Gas detection systems are used to monitor toxic gases in primarily two types of monitoring applications:
1. Ambient air monitoring (includes leak monitoring)
• low-level gas detection for worker safety
• to reduce leakage of expensive compounds (e.g., refrigerants)
2. Process monitoring
• to monitor levels of compounds used in chemical synthesis processes (e.g., in the plastics, rubber, leather and food industries)
• from low ppm levels to high % by volume levels
For toxic gas monitoring, electrochemical, metal oxide semiconductor (solid state), infrared and photoionization are the sensing technologies most commonly used.
Normal ambient air contains an oxygen concentration of 20.8% by volume. When the oxygen level dips below 19.5% of the total atmosphere, the area is considered oxygen deﬁcient. In oxygen-deﬁcient atmospheres, life-supporting oxygen may be displaced by other gases, such as carbon dioxide. This results in an atmosphere that can be dangerous or fatal when inhaled.

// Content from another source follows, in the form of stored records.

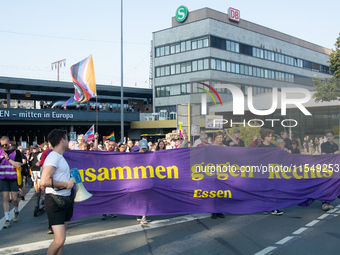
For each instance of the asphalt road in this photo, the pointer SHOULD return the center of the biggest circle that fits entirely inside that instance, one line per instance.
(298, 231)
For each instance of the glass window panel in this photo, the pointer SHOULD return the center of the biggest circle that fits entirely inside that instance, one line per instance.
(233, 67)
(194, 45)
(237, 47)
(206, 64)
(183, 68)
(178, 48)
(241, 69)
(167, 91)
(178, 68)
(232, 46)
(246, 70)
(183, 89)
(205, 42)
(166, 48)
(200, 64)
(254, 71)
(172, 49)
(228, 67)
(175, 90)
(223, 65)
(228, 45)
(218, 64)
(167, 70)
(213, 64)
(188, 67)
(182, 46)
(194, 65)
(173, 69)
(188, 45)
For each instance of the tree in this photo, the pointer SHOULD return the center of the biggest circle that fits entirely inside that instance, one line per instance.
(329, 89)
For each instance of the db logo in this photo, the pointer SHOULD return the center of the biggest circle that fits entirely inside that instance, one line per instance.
(234, 14)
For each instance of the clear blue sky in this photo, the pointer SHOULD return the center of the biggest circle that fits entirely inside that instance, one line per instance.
(35, 33)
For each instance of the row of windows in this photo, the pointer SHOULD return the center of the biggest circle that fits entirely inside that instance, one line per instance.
(232, 46)
(187, 88)
(182, 46)
(225, 66)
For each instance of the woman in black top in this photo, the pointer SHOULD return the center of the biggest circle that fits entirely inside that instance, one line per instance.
(295, 145)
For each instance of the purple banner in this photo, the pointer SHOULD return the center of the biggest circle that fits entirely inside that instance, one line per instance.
(202, 180)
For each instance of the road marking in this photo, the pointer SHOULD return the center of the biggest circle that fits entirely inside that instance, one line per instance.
(102, 234)
(333, 210)
(28, 197)
(312, 223)
(323, 216)
(299, 231)
(266, 250)
(284, 240)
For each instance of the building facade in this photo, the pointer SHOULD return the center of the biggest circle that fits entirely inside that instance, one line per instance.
(210, 48)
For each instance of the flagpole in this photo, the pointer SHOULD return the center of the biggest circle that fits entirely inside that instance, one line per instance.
(96, 113)
(121, 79)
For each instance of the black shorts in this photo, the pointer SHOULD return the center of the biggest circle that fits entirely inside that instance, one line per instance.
(9, 185)
(55, 214)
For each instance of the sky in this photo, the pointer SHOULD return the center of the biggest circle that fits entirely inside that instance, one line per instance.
(35, 33)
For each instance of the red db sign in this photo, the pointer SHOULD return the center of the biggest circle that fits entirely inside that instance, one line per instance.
(234, 14)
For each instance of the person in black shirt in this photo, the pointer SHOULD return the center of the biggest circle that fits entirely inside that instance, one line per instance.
(329, 147)
(287, 141)
(235, 141)
(295, 145)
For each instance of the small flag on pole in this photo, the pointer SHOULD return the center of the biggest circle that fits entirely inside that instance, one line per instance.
(111, 137)
(89, 136)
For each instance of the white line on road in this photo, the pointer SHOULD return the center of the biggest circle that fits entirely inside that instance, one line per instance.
(312, 223)
(323, 216)
(102, 234)
(284, 240)
(266, 250)
(21, 206)
(299, 231)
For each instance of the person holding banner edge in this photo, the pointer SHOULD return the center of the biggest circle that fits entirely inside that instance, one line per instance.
(56, 179)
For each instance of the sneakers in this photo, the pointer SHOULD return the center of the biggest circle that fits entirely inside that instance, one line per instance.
(7, 224)
(16, 216)
(143, 221)
(277, 212)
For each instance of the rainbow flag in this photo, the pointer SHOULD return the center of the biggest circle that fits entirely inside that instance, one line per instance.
(89, 136)
(111, 137)
(84, 82)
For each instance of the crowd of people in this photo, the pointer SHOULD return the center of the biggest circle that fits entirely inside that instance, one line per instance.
(47, 169)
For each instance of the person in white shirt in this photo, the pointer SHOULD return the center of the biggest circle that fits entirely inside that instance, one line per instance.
(56, 179)
(172, 144)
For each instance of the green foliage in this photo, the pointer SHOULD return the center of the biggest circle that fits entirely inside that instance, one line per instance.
(329, 88)
(334, 59)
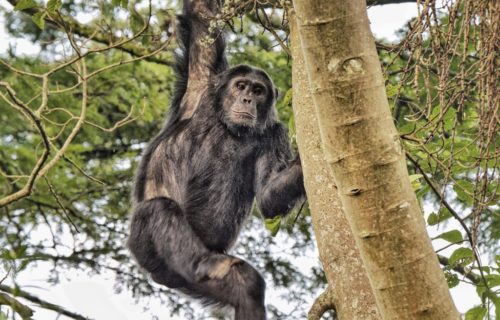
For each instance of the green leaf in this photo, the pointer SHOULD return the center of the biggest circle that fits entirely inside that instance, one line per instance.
(273, 225)
(434, 218)
(452, 236)
(452, 279)
(465, 254)
(392, 90)
(38, 19)
(476, 313)
(121, 3)
(464, 190)
(493, 280)
(25, 4)
(414, 180)
(53, 6)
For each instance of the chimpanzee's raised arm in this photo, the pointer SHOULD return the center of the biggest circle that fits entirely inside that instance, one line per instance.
(200, 56)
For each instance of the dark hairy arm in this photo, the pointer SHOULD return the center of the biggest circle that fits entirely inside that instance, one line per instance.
(279, 179)
(200, 56)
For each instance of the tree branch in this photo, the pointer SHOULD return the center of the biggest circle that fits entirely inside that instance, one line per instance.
(42, 303)
(90, 32)
(382, 2)
(458, 268)
(24, 311)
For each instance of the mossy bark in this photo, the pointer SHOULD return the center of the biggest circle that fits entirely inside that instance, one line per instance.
(363, 150)
(350, 290)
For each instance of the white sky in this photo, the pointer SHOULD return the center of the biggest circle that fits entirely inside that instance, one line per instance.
(94, 296)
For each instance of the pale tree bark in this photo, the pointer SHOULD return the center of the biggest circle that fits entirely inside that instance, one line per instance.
(349, 291)
(363, 150)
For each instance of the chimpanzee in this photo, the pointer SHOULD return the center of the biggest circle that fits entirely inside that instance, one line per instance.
(222, 146)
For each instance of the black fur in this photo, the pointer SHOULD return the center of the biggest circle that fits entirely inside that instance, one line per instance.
(198, 178)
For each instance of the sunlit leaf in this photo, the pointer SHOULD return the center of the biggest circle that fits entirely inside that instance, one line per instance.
(476, 313)
(25, 4)
(452, 236)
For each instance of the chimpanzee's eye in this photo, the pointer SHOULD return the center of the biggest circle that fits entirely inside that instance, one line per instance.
(258, 91)
(240, 85)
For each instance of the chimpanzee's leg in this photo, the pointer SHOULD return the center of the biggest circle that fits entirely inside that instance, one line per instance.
(166, 246)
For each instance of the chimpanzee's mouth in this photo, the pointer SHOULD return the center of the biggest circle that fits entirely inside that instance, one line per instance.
(244, 115)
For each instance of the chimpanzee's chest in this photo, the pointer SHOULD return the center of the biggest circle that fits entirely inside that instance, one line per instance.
(220, 187)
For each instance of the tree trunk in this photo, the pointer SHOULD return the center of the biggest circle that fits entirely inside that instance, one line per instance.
(349, 290)
(363, 150)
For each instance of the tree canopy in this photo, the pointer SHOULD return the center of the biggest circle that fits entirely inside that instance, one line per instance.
(76, 114)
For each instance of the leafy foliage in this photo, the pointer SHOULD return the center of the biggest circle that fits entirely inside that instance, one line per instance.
(76, 215)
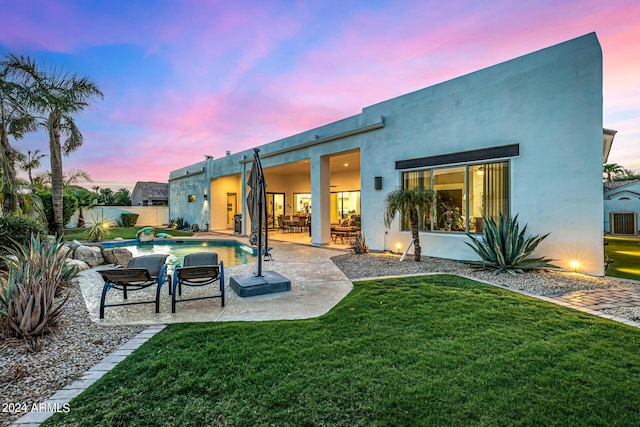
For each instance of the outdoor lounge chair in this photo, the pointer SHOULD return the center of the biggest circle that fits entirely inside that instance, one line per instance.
(141, 272)
(200, 269)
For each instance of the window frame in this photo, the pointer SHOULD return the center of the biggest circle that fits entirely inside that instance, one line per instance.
(467, 166)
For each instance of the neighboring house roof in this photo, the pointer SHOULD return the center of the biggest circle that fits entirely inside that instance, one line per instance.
(152, 190)
(607, 141)
(614, 189)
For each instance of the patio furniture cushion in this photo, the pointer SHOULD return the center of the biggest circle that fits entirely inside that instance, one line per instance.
(200, 269)
(141, 273)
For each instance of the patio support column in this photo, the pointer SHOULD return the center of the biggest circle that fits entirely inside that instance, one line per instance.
(320, 201)
(243, 200)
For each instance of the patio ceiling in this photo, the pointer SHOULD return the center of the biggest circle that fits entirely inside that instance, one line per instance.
(340, 162)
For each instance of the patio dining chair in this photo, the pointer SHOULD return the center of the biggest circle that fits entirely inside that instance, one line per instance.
(199, 269)
(140, 273)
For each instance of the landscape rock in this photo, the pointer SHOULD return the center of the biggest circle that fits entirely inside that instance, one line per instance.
(74, 244)
(92, 255)
(80, 265)
(117, 256)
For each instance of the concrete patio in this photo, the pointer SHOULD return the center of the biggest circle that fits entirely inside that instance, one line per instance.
(316, 286)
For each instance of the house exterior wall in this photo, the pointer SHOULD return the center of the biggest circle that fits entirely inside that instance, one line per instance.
(549, 102)
(622, 199)
(154, 216)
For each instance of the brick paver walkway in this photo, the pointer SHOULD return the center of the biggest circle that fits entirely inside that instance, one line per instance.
(601, 299)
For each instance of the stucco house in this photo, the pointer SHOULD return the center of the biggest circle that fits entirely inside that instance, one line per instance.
(148, 193)
(621, 207)
(499, 140)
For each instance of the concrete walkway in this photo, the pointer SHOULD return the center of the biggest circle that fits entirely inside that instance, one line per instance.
(316, 286)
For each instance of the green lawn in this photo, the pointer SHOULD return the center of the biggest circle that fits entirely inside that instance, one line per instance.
(124, 232)
(625, 253)
(417, 351)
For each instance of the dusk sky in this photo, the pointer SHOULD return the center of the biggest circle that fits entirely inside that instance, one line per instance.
(185, 79)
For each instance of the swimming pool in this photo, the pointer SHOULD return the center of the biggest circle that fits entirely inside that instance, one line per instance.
(230, 252)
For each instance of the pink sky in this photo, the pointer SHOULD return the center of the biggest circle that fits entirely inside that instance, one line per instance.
(192, 78)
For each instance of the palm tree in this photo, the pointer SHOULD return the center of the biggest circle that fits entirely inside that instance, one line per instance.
(31, 162)
(612, 169)
(411, 205)
(57, 96)
(15, 121)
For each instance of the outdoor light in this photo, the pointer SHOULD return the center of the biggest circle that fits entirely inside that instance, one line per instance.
(377, 183)
(574, 265)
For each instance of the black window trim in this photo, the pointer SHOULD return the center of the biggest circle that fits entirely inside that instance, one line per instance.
(491, 153)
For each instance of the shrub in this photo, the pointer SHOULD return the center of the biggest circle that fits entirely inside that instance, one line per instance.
(98, 230)
(69, 207)
(129, 219)
(179, 223)
(17, 230)
(503, 247)
(30, 292)
(359, 244)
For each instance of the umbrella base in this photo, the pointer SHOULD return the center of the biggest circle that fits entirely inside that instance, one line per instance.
(250, 285)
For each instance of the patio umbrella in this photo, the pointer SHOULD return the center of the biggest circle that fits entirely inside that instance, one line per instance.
(256, 205)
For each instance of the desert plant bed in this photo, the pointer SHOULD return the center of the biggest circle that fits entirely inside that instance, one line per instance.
(425, 350)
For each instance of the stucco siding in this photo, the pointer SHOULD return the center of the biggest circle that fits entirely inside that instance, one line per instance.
(548, 102)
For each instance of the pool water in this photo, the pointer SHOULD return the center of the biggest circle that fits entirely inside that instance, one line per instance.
(229, 251)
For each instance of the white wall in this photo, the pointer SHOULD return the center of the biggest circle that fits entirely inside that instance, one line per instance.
(149, 215)
(549, 102)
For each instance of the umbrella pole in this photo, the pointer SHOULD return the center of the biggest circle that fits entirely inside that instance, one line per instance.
(260, 209)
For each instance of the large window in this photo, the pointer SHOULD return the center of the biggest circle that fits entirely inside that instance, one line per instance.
(464, 195)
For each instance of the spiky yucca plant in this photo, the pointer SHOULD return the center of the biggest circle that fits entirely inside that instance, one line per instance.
(30, 291)
(504, 247)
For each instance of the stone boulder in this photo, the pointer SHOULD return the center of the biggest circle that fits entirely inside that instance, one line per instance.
(92, 255)
(74, 244)
(117, 256)
(80, 265)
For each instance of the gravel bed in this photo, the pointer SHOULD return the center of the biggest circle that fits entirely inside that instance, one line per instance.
(541, 282)
(28, 377)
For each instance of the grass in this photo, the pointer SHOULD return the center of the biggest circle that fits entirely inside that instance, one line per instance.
(124, 232)
(417, 351)
(625, 253)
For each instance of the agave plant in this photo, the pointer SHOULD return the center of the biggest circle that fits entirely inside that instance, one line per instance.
(504, 247)
(359, 244)
(30, 299)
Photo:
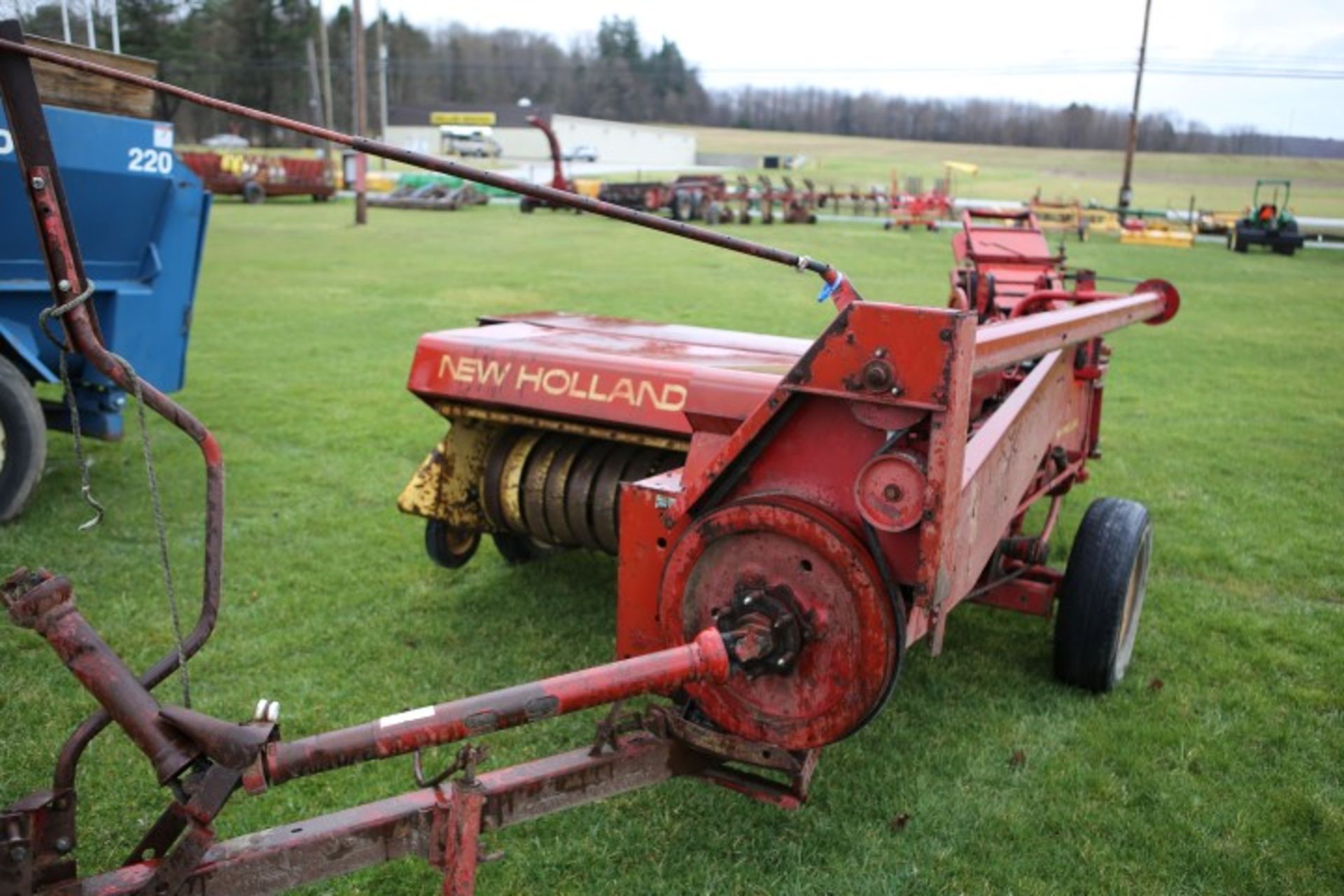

Oxygen deﬁciency may also be caused by rust, corrosion, fermentation or other forms of oxidation that consume oxygen. As materials decompose, oxygen is drawn from the atmosphere to fuel the oxidation process.
The impact of oxygen deﬁciency can be gradual or sudden, depending on the overall oxygen concentration and the concentration levels of other gases in the atmosphere. Typically, decreasing levels of atmospheric oxygen cause the following physiological symptoms:
When the oxygen concentration rises above 20.8% by volume, the atmosphere is considered oxygen-enriched and is prone to becoming unstable. As a result of the higher oxygen level, the likelihood and severity of a ﬂash ﬁre or explosion is signiﬁcantly increased.